Along with Zhao, Lu, and Inda, other authors are Graduate Student Xinyue Liu, Visiting Student Yueying Yang, Graduate Student Shaoting Lin, Postdoctoral Fellow Jingjing Wu, Graduate Student Yoonho Kim, Postdoctoral Associate Xiaoyu Chen, and Postdoctoral Associate Dacheng Ma. Ma and Inda are in the Lu lab; the others are affiliated with the Zhao lab. Inda, Liu, and Yang contributed equally to the work.
The Advanced Functional Materials paper reports important advances toward making the hydrogel-bacteria system in the gut a reality. For example, the researchers describe the best "recipe" for the hydrogel disc that allows it to not only provide a home for the bacterial sensors—and allow them to reproduce—but also survive the movements and pressures associated with the intestinal system without breaking up or becoming dislodged.
The team showed that the bacteria could indeed survive and thrive in the hydrogel disc for up to seven days. In mice, the bacteria successfully sensed bleeding in the gut. Further, in a model of the human gut the scientists showed that the wearable magnet kept the disc in place at several different locations, including the small intestine and the ascending colon.
The bacteria used in the system were genetically engineered by the Lu lab to detect factors associated with bleeding. The Lu lab is working on a variety of other genetically engineered bacteria capable of not only detecting multiple chemicals, but also releasing therapeutics when a problem is encountered.
In addition to the bacterial sensors, the team also incorporated into the hydrogel a tiny electronic temperature sensor. That, too, worked, showing the potential for integrating both microelectronics and living sensors into the hydrogel system.

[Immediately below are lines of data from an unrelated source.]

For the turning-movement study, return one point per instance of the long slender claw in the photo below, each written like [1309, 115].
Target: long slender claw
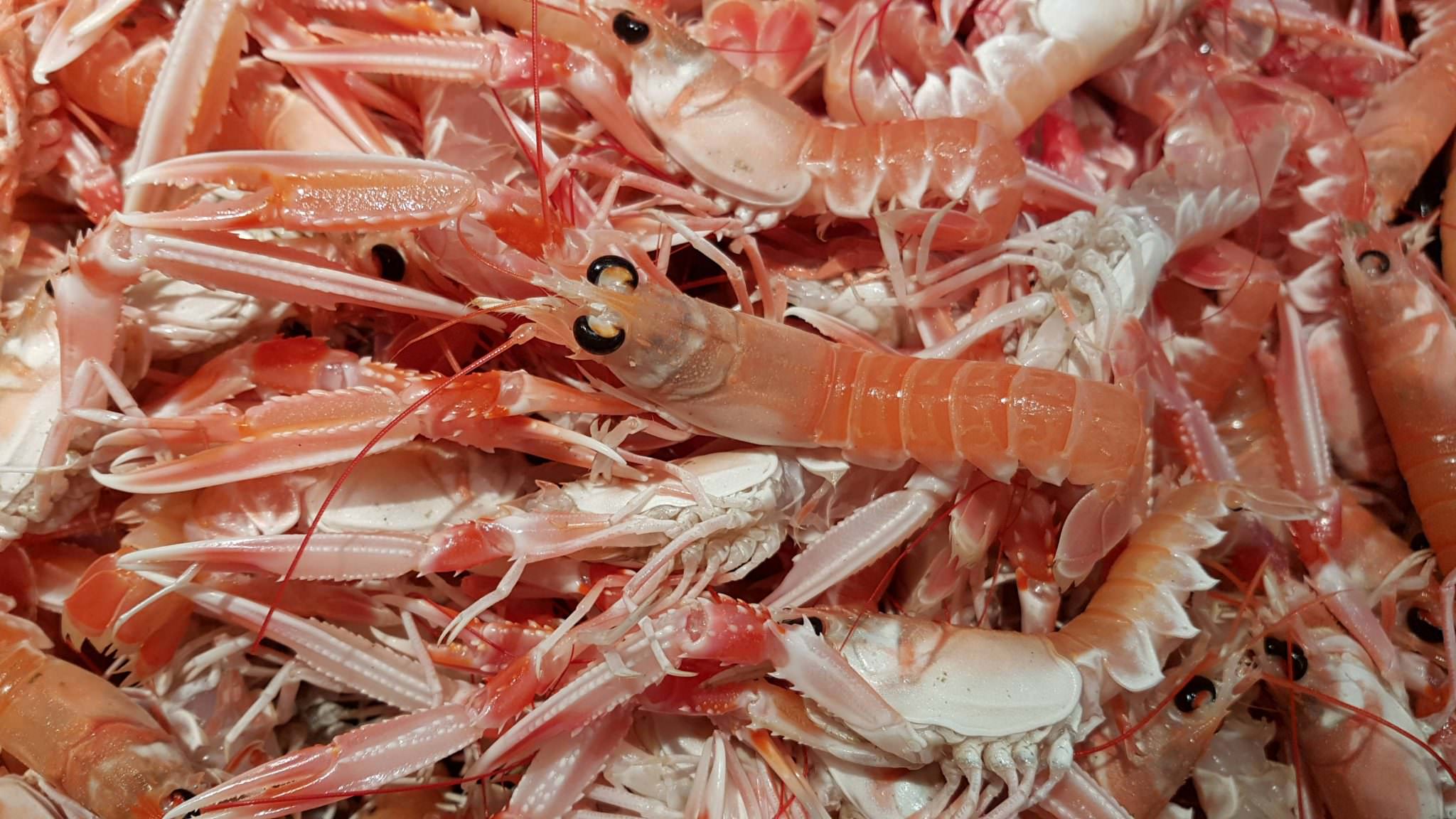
[274, 28]
[309, 191]
[273, 272]
[365, 758]
[373, 556]
[325, 430]
[82, 25]
[338, 653]
[494, 59]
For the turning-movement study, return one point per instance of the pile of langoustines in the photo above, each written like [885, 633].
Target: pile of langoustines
[754, 408]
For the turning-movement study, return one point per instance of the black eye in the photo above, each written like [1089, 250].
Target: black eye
[1421, 627]
[629, 30]
[596, 336]
[1200, 691]
[1276, 648]
[614, 273]
[811, 621]
[1375, 262]
[390, 262]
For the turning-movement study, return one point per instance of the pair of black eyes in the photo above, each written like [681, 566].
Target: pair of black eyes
[1276, 648]
[631, 30]
[596, 336]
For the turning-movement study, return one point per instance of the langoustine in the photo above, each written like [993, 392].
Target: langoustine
[725, 493]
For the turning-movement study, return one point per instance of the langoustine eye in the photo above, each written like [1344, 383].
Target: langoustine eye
[597, 336]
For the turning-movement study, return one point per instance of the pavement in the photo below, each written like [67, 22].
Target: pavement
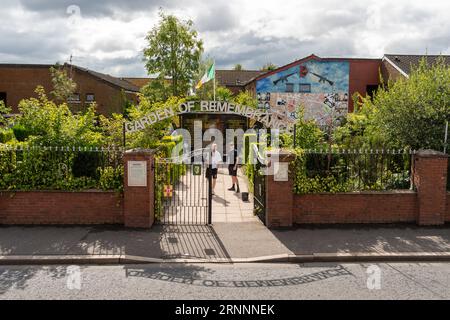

Inda emphasizes the collaborative nature of the work. The hydrogel experts such as Xinyue Liu, for example, aimed to make the gel matrix tough enough to survive inside the gut. The biologists, such as Inda, focused on keeping the bacteria alive within the hydrogel disc. Together they developed a system that achieved both goals.
Toward the Future
Inda notes that while it may take a while for the system to be used in humans, "it could be used today in laboratory mice."
Rabia Yazicigil is an assistant professor in the Department of Electrical and Computer Engineering at Boston University. Says Yazicigil, who was not involved in the research, "By localizing diagnostic bacteria in specific regions of the gut, biological hypotheses and treatments can be conveniently tested in animal models, for example, through dietary change, therapeutics, or genetic alteration of host or microbes."
And those tests, in turn, should result in new insights with applications to humans.